O Estado não só regula a atividade econômica, mas também é dono direto e indireto de grandes e pequenos negócios, sem falar da influência sobre fundos de pensão de estatais, principais investidores do mercado de capitais. Com isso, o capitalismo à brasileira interfere até na gestão privada. Cerca de 680 empresas de todos setores têm alguma participação ou influência do Palácio do Planalto.

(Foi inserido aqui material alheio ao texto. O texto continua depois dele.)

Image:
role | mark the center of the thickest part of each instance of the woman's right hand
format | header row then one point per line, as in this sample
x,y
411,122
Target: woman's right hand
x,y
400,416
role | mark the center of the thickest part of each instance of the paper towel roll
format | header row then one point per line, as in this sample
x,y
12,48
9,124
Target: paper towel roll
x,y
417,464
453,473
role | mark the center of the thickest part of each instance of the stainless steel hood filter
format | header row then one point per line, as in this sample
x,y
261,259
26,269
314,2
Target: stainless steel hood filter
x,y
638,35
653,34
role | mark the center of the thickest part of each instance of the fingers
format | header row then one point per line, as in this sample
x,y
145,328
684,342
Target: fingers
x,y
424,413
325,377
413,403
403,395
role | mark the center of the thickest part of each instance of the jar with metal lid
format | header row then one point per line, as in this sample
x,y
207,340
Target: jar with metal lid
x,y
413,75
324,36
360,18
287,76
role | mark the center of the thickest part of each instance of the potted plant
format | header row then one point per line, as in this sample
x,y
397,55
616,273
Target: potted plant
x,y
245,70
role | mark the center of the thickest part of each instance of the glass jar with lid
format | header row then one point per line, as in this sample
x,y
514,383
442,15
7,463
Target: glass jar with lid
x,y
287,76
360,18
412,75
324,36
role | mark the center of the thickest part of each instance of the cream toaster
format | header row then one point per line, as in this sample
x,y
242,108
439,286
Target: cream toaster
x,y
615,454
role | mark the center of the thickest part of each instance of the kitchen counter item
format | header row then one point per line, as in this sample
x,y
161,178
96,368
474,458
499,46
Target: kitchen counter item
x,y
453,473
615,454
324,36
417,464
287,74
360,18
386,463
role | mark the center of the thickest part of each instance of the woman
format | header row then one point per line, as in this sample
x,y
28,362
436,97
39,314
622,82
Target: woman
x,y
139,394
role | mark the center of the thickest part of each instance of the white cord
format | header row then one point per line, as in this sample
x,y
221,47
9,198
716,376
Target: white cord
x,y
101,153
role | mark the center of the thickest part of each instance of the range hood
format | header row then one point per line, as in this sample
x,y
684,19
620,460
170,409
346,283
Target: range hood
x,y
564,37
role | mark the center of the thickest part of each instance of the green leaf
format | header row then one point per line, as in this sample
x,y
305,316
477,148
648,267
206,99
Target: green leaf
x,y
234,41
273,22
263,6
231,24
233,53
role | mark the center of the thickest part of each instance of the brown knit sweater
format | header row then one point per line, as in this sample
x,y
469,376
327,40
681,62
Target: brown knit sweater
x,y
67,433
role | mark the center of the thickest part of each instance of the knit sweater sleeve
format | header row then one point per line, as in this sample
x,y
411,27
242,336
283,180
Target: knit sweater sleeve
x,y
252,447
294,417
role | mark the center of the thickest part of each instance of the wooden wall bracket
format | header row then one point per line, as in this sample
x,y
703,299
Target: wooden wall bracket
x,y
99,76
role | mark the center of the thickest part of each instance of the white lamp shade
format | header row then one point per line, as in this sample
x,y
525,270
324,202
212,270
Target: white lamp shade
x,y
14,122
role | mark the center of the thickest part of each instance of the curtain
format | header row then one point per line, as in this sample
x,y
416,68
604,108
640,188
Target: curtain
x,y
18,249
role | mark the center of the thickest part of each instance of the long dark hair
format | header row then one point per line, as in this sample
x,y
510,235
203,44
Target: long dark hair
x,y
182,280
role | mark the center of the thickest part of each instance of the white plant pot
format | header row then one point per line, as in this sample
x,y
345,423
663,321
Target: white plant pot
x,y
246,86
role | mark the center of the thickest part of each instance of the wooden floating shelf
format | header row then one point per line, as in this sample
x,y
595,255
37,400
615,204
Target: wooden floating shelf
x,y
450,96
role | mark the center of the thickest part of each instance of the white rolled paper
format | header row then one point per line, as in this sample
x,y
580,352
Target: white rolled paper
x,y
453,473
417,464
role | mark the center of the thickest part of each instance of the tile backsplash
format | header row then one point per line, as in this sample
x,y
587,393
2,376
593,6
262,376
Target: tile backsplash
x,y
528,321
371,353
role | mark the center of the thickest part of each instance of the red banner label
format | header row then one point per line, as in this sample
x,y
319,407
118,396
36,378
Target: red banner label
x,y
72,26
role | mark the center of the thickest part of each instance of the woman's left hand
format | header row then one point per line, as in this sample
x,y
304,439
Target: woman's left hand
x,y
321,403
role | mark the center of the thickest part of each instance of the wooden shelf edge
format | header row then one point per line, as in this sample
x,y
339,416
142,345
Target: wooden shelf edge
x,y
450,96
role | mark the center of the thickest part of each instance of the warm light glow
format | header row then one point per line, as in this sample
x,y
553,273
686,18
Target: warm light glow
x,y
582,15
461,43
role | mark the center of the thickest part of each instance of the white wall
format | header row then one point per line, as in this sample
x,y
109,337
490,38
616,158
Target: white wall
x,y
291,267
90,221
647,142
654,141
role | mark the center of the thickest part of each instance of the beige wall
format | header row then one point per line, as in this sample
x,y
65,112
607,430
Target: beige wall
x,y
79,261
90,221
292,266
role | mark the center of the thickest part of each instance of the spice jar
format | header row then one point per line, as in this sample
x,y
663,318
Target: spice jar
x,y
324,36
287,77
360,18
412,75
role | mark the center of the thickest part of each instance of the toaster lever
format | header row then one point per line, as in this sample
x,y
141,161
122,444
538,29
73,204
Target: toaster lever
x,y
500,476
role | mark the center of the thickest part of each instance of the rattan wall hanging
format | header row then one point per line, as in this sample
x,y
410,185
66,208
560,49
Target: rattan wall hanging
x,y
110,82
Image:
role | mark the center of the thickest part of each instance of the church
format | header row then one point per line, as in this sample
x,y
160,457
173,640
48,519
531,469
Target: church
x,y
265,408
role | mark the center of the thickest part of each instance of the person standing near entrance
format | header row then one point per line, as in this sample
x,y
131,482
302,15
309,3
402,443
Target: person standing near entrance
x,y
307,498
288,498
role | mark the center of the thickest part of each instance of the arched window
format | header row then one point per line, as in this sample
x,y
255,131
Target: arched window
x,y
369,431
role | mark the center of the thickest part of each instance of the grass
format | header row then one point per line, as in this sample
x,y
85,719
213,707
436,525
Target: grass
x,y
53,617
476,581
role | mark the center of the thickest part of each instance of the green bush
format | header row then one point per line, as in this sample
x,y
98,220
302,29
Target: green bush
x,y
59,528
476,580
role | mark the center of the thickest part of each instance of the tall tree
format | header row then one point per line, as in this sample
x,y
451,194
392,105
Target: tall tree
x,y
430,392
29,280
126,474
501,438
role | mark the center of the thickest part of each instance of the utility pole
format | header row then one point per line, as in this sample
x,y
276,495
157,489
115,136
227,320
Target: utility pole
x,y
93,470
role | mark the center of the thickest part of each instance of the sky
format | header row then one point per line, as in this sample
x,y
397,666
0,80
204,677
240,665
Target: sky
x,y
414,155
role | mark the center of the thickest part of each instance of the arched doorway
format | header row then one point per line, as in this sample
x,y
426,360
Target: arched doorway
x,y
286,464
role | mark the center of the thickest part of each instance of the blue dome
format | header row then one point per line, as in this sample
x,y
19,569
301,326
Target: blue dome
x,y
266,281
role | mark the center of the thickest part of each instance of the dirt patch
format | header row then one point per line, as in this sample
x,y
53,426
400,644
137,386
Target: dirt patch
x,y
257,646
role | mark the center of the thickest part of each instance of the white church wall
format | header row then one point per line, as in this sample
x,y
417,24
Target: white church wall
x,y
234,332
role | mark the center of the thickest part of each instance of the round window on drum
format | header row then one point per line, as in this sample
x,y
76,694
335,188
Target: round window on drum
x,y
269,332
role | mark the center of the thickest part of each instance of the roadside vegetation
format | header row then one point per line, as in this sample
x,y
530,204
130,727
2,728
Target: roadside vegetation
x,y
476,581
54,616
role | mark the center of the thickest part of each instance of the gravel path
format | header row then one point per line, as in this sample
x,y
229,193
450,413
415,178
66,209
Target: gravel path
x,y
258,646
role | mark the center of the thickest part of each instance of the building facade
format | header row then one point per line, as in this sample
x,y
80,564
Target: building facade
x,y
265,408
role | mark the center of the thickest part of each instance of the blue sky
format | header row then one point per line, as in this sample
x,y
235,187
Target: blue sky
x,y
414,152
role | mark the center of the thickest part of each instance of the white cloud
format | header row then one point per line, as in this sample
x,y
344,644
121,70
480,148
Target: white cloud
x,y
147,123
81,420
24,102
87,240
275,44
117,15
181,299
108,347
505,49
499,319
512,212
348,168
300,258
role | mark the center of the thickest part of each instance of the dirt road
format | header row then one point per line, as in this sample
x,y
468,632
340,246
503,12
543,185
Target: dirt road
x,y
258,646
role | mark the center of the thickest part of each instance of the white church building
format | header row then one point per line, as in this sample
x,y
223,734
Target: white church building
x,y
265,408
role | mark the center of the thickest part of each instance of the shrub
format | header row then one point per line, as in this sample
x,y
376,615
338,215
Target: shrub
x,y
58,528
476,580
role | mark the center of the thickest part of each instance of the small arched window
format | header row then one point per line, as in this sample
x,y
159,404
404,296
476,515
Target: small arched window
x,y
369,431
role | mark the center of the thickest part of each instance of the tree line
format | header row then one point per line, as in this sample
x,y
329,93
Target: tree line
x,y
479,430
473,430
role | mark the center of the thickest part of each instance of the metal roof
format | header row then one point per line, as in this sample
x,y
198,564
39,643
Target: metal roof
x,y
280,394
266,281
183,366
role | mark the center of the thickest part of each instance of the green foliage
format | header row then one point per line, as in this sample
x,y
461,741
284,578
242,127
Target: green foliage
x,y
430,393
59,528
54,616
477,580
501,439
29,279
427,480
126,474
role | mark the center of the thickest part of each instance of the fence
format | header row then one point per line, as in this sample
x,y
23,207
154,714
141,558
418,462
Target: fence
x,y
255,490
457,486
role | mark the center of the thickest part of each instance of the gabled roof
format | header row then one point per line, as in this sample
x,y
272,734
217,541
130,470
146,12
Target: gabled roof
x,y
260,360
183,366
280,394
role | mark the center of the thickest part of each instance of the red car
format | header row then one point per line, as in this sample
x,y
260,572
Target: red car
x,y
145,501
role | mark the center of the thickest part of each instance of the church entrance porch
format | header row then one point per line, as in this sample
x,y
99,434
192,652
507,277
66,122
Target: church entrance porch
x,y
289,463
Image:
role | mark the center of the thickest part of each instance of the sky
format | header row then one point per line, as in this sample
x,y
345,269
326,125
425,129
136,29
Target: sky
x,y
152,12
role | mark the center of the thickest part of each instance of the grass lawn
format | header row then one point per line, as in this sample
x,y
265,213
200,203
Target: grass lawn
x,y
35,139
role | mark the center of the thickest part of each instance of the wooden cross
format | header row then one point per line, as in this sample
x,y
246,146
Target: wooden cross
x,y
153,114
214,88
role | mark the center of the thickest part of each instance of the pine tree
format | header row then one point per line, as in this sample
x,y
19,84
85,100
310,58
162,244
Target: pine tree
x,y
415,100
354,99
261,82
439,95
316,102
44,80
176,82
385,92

São participações diretas ou indiretas do Tesouro, dos bancos federais, de estatais ou dos fundos. O apetite do Estado-empresário ganhou força no governo Lula e continua com Dilma Rousseff. Nos nove anos da gestão petista foram criadas sete estatais, como a Petrosal, e recriadas outras, como a Telebras. A partir deste ano, o Banco do Brasil (BB) passou a explorar o Banco Postal, rede de serviços bancários da Empresa Brasileira de Correios e Telégrafos (ECT).